The South Pole can potentially get flights all day from 10 in the morning to midnight. For one shift that makes for an extremely long day so Cargo runs a Day and a Swing shift. The day shift works from 730am to 530pm, while swing works 300pm to 100am. We generally switch halfway through the season and for the first half at least, I’m on swing.
It’s day all the time here, the sun being up 24/7, so it doesn’t really matter when we work; the station operates 24 hours with day, swing, and night shifts. Waking up around 11am I get a bowl of cereal and a cup of coffee and sit with friends while they eat lunch. Since we don’t start work for a few hours I have some free time to write or try to catch the internet if the satellite is up. At a quarter to 3pm I put on my gear and head out to the Cargo office. The day shift is in full swing. Christine sits down with Zondra, the other load planner, and starts working on the paperwork for the upcoming flights.
We gather in the office first for a quick summary of the day then head over to the DNF for a half hour of stretching. This is built into the schedule for everyone down here; stretching regularly significantly reduces the number of strains and sprains caused by physical labor in the cold and altitude. It’s also a lovely way to fully wake up and figure out the plan for the day. Then it’s to work.
If there are no imminent flights we start either organizing and building pallets of material to go out or tearing down recently received pallets. If it’s windy and there’s a lot of drifting we might pull up the rows of dunnage (4”x4”x6’ long pieces of wood that pallets sit on) so Equipment Ops can groom. Or we might lay down the rows of dunnage on a freshly groomed line.
As the day shift winds down we pick up where they left off. At around 1800 (6pm) we head in for lunch. It’s a little weird being 6hrs off from everyone else, having lunch and getting ready to head back to work as everyone else finishes dinner and settles in for the night, but I like the quiet and calm of swing. There are no, or very few, deliveries to be made as most folks work days. We can just focus on building pallets and working the flights.

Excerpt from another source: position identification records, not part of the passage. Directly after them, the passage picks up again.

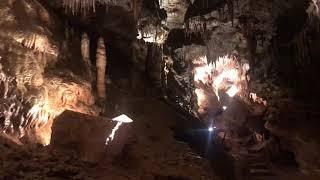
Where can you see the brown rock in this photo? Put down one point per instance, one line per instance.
(82, 133)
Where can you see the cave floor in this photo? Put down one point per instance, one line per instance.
(151, 151)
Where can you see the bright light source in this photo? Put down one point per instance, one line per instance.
(120, 119)
(123, 118)
(232, 91)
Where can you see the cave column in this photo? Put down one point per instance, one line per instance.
(85, 51)
(153, 64)
(101, 63)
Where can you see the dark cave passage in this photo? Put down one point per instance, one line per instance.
(159, 90)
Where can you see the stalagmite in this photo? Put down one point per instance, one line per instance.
(85, 53)
(101, 69)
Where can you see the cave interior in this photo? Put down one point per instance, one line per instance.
(160, 89)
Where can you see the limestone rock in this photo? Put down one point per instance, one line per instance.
(82, 133)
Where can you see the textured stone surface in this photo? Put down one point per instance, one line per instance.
(81, 133)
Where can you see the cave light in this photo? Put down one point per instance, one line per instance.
(232, 91)
(120, 120)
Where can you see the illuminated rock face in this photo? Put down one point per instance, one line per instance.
(30, 44)
(176, 9)
(87, 135)
(82, 133)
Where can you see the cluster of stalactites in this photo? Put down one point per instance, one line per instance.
(76, 6)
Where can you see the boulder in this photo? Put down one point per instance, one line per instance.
(86, 135)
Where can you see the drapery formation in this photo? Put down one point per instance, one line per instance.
(76, 6)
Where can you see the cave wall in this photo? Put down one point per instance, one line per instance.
(33, 90)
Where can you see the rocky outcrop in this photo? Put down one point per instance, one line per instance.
(34, 91)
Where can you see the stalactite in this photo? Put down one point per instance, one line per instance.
(101, 63)
(85, 51)
(76, 6)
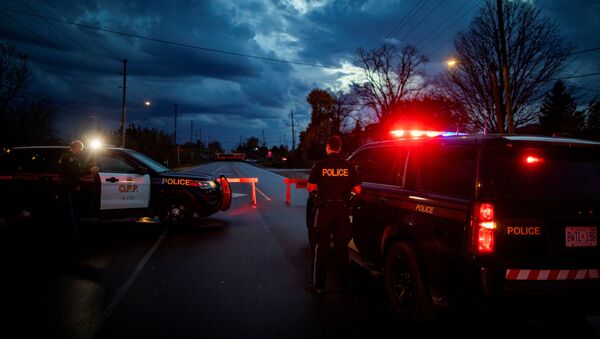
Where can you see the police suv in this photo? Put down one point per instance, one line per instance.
(128, 184)
(481, 218)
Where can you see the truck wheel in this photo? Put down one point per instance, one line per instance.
(176, 211)
(404, 285)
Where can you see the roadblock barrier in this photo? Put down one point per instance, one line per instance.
(252, 181)
(300, 183)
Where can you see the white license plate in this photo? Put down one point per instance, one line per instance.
(581, 236)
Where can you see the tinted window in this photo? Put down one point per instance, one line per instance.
(158, 168)
(382, 165)
(538, 171)
(442, 169)
(111, 163)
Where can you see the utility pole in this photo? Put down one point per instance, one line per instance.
(293, 130)
(175, 129)
(123, 104)
(175, 136)
(505, 71)
(496, 96)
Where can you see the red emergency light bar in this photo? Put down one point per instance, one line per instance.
(415, 133)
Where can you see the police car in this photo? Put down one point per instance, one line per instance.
(478, 218)
(128, 184)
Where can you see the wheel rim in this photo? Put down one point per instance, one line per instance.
(175, 213)
(403, 283)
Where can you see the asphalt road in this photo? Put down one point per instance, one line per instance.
(236, 274)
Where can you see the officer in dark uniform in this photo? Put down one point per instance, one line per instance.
(336, 180)
(70, 170)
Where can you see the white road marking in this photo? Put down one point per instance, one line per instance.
(125, 287)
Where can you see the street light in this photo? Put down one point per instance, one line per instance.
(451, 63)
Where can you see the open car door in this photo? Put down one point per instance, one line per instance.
(226, 188)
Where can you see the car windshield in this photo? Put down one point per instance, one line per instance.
(155, 166)
(540, 171)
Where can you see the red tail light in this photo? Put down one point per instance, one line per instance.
(484, 227)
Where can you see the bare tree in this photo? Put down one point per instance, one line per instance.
(14, 75)
(390, 76)
(341, 111)
(536, 53)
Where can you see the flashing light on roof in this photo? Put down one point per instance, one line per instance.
(399, 133)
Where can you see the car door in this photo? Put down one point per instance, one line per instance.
(123, 186)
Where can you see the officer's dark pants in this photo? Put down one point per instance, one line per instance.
(331, 218)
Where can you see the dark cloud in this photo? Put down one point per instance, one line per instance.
(220, 61)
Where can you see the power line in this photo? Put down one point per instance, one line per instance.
(575, 76)
(427, 39)
(423, 19)
(116, 58)
(48, 42)
(448, 27)
(396, 29)
(167, 42)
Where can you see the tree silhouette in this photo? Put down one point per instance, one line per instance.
(536, 52)
(558, 114)
(593, 120)
(390, 77)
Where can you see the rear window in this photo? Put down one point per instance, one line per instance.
(543, 171)
(381, 165)
(447, 169)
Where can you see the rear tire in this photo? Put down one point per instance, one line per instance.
(404, 285)
(175, 212)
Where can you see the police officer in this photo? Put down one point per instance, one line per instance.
(70, 170)
(335, 179)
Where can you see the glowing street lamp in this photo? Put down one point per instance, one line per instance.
(451, 63)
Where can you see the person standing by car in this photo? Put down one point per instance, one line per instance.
(335, 180)
(70, 170)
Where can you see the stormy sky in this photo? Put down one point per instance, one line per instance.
(237, 68)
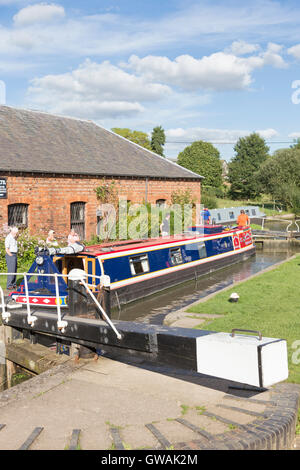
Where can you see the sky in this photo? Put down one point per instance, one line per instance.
(203, 70)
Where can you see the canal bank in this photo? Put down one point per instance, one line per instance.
(125, 403)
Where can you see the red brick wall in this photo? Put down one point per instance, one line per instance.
(49, 198)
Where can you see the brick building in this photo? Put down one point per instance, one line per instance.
(51, 165)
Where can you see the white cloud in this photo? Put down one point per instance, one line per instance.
(242, 48)
(220, 71)
(294, 51)
(94, 91)
(294, 135)
(39, 13)
(267, 133)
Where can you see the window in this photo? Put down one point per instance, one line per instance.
(161, 202)
(176, 256)
(78, 218)
(197, 247)
(18, 215)
(139, 264)
(202, 250)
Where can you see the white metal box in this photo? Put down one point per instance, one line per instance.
(251, 360)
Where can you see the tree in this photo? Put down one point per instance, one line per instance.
(279, 176)
(138, 137)
(251, 153)
(204, 159)
(158, 140)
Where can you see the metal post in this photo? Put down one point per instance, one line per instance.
(60, 324)
(107, 304)
(30, 318)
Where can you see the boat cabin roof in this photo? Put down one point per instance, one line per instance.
(126, 245)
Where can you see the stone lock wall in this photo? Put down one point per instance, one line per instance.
(49, 198)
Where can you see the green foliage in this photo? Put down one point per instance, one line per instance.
(209, 198)
(251, 153)
(204, 159)
(158, 140)
(138, 137)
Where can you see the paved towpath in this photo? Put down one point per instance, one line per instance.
(121, 403)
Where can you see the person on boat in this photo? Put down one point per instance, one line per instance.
(73, 237)
(50, 239)
(243, 219)
(165, 226)
(205, 216)
(11, 256)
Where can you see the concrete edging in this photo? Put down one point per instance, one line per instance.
(275, 432)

This week it’s Thanksgiving so we don’t have many flights at all, last week however we were getting flights at 1900, 2000, and 2200 which made for a quick and busy shift.
At 1930 we collect and make a pallet of any baggage for pax going out the next day and mail from the Post Office on Sundays and Wednesdays.
With little or no flights we’ve been focusing on waste pallets. Over 60% of the waste generated on USAP stations is recycled. Here at Pole we have to ship everything out to McMurdo in 100 cube “triwalls” (or the biggest burliest cardboard boxes you’ve ever seen). I’ve gotten used to it by now, but it can be a daunting process to throw out a piece of trash! Is it metal? Is it ferrous or non-ferrous, light or heavy metal? Is a cracker box bandable lightweight Non-R (non-recyclable) aka Paper Towels or is it mixed paper or cardboard? How about a piece of plastic? With a recyclable triangle mark it goes in plastic, otherwise Paper Towels. The “Wasties” are always happy to answer a quick radio call asking where something goes.
Good clothing and other reusable items are put in “Skua.” A skua is an Antarctic coastal bird that is like a really big, mean, vicious seagull. They are notorious in McMurdo for swooping down and snatching up anything food related or really just anything that catches their eye. Nothing is safe – a cookie in hand from the galley is particularly risky. So Skua has become a verb and a noun. “I just skua’d these awesome shoes!” or “Try checking Skua for a new fleece…” With baggage fees nowadays and lots of people coming and going there are often good finds.
Back to our tasking…the Wasties collect the triwalls of waste and we use the CAT 950 (aka Big Foot) to stack them on the pallets, fitting cargo nets neat and tight around the pallet (easier said than done). Averaging 88” they’re well over my head and it can be challenging to reach the side straps of the higher straps of the topnet. After they’re all built up we weigh and measure them and put them on the line to ship out on the next plane. It’s an ongoing process and with some music and good humor can even be fun. Right now we’re all working on waste to catch up from winter and to get set for when we have lots of flights again.
At midnight we start cleaning up. It takes a while to fuel the equipment and put them to bed. The diesel engines need to run for a while after being worked, so we let them idle at a low rpm as we chip off the built up snow and ice from the tracks and moving parts. It’s cold work – holding the freezing heavy metal pry bars used to chip off the ice.
After filling in our time cards it’s time to head inside for Midrats – the meal served from midnight to 0130. The station is quiet and the sun is shining into the galley. It’s a nice time to chat and laugh about the flights and drama of the shift. Then the walk back to Summer Camp and sleep.